Hervey May 13, 2018 05:15 PM

Culling first green peppers to increase harvest - Fedco advice
 
This year's Fedco catalogue states, "Pick first green peppers when they reach full size to increase total harvest significantly." I hadn't I heard this before and have never done it. What say you?

Zeedman May 13, 2018 06:03 PM

Provided that your ultimate goal is ripe peppers, and that your season is long enough, that's not bad advice. Pinching off the first blossoms for several weeks, or pruning the tip to promote branching, will have similar effects. All of those techniques allow the plant to get larger before setting its full load of peppers, but push back the DTM for ripe peppers by several weeks.

In a short-season area (such as mine) anything which lengthens the DTM would be risky.
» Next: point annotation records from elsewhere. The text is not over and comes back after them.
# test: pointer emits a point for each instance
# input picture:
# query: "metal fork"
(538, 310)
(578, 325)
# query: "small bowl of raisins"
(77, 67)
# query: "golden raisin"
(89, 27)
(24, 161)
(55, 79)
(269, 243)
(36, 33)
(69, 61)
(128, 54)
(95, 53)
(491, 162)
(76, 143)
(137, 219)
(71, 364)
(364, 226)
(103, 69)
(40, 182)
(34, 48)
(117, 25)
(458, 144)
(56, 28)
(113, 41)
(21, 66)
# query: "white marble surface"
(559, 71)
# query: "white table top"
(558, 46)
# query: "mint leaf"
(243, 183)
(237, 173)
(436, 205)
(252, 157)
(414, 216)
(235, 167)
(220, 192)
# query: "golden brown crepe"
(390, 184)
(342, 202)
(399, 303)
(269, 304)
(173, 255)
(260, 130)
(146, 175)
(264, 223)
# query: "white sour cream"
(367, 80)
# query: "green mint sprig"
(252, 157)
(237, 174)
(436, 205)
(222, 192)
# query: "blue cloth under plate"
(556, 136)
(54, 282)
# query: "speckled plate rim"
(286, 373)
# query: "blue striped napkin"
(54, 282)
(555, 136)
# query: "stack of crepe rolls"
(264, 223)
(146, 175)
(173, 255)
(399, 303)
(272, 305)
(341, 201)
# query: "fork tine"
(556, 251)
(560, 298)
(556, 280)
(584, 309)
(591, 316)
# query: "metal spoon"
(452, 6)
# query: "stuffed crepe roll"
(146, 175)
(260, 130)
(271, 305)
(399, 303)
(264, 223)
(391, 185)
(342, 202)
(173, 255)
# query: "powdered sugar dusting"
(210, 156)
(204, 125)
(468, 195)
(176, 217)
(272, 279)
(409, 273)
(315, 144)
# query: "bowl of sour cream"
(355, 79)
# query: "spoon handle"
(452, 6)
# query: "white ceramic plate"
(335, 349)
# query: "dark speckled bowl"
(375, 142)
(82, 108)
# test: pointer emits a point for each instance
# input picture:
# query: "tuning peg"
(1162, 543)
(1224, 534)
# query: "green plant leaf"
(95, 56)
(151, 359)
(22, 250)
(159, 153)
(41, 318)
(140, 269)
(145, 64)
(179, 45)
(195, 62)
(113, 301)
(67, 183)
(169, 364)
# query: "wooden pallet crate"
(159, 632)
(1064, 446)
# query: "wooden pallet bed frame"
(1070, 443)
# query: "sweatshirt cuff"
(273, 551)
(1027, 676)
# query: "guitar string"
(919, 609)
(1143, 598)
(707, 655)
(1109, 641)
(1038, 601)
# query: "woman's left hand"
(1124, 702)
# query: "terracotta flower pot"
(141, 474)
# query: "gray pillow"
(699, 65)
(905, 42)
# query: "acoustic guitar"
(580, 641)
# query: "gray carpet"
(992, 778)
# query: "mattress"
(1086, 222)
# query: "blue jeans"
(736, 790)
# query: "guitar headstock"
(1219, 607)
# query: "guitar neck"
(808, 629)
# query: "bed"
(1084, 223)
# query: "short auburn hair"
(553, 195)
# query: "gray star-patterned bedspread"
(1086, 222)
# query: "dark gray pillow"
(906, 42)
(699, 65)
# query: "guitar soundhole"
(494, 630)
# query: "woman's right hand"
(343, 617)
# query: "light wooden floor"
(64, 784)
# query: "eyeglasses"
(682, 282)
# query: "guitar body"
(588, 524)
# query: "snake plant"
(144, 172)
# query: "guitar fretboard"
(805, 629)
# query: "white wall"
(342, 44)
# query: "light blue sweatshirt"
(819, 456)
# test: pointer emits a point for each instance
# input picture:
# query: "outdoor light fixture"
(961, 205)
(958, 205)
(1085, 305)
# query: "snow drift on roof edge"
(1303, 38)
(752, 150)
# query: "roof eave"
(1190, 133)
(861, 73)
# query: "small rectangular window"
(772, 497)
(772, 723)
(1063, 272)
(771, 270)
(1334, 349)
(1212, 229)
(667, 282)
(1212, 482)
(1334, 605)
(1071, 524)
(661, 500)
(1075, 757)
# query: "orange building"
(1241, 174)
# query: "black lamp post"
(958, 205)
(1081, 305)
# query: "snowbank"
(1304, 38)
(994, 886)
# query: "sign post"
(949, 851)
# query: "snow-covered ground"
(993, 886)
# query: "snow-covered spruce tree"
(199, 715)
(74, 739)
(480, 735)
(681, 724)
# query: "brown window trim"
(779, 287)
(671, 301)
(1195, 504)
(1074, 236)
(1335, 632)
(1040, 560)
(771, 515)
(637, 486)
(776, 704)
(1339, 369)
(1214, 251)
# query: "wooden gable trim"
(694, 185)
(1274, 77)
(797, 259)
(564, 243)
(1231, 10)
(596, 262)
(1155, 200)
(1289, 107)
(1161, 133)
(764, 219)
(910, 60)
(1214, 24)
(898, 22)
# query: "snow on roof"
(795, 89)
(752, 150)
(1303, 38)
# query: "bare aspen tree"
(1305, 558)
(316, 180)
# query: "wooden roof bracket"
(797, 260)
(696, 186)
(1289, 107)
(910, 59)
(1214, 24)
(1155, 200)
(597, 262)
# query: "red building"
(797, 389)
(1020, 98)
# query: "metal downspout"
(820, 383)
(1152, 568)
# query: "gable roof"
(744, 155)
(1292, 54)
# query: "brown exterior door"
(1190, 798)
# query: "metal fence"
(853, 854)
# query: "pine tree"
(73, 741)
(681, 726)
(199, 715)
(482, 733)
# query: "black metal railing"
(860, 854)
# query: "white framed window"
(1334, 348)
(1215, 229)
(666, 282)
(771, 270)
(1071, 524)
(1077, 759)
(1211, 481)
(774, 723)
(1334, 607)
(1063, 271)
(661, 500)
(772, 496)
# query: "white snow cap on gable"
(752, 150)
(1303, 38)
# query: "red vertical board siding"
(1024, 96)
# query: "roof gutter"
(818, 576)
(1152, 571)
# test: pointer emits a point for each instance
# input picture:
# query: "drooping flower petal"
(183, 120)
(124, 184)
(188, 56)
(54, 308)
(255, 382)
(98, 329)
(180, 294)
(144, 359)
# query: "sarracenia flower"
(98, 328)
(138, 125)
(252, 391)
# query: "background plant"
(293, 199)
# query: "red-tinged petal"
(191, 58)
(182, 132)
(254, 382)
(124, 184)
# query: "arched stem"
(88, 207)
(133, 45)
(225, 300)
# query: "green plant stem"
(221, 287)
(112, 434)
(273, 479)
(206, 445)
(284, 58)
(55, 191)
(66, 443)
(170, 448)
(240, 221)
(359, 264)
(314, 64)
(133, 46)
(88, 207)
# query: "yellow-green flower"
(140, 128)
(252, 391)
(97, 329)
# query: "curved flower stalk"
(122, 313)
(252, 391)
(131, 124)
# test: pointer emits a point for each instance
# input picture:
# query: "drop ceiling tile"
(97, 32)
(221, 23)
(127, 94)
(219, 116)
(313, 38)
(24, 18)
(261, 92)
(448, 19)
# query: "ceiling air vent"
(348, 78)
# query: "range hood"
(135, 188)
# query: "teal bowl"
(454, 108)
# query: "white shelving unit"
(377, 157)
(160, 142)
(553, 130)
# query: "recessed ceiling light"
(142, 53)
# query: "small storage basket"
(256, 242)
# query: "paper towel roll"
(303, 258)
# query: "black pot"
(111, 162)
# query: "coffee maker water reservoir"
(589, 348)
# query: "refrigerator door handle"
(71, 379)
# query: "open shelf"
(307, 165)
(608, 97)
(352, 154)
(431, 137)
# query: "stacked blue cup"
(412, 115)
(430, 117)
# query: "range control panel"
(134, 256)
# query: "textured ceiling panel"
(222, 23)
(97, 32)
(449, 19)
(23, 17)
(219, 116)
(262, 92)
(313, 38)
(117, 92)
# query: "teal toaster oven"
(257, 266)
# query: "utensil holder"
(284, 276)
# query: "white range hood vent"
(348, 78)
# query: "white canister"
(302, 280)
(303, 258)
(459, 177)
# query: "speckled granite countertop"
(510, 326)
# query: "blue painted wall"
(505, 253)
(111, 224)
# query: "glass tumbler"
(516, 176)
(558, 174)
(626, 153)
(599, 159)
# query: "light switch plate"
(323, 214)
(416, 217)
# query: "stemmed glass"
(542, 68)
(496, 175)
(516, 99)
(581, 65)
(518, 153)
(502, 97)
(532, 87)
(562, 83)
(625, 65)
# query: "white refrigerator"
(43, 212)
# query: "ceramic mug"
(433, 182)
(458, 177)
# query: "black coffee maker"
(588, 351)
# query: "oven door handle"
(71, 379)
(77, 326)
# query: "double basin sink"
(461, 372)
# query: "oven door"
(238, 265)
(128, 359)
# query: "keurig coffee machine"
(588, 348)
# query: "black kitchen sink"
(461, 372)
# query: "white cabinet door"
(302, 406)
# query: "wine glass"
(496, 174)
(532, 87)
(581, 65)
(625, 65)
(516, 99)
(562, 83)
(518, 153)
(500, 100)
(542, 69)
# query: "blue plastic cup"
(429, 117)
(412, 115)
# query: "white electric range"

I've pinched off the first blossoms some years (if the transplants began flowering before I was able to cage them) and [I]usually[/I] get away with it... but if the frost comes early, it means a larger crop - but only of [I]green[/I] peppers. :(

brownrexx May 13, 2018 07:50 PM

The OP is not talking about pinching off blossoms but picking the peppers as soon as they are full sized and yes, allowing any plant to retain mature fruit will slow down the production of new fruits.

The goal of any plant is to produce seeds and if there are mature fruits then its job is done. If you remove the mature fruits then the plant will be triggered to continue producing new fruits.

Zeedman May 13, 2018 11:02 PM

Funny, I thought I directly answered the OP in my first sentence... the fact that I listed alternatives to reach the same goal should not be cause for criticism. The important point being that the impact of removing the first full-sized (green) peppers will be to increase production, but at the cost of delaying the harvest of ripe peppers until later in the season.

Of course, if the original goal was to harvest the peppers green, then the same process would be carried out inadvertently... so the advice by Fedco seems intended for those who want ripe peppers.

dustdevil May 14, 2018 08:57 AM

Pick your first green pepper when it turns red, so you have viable seed for next year.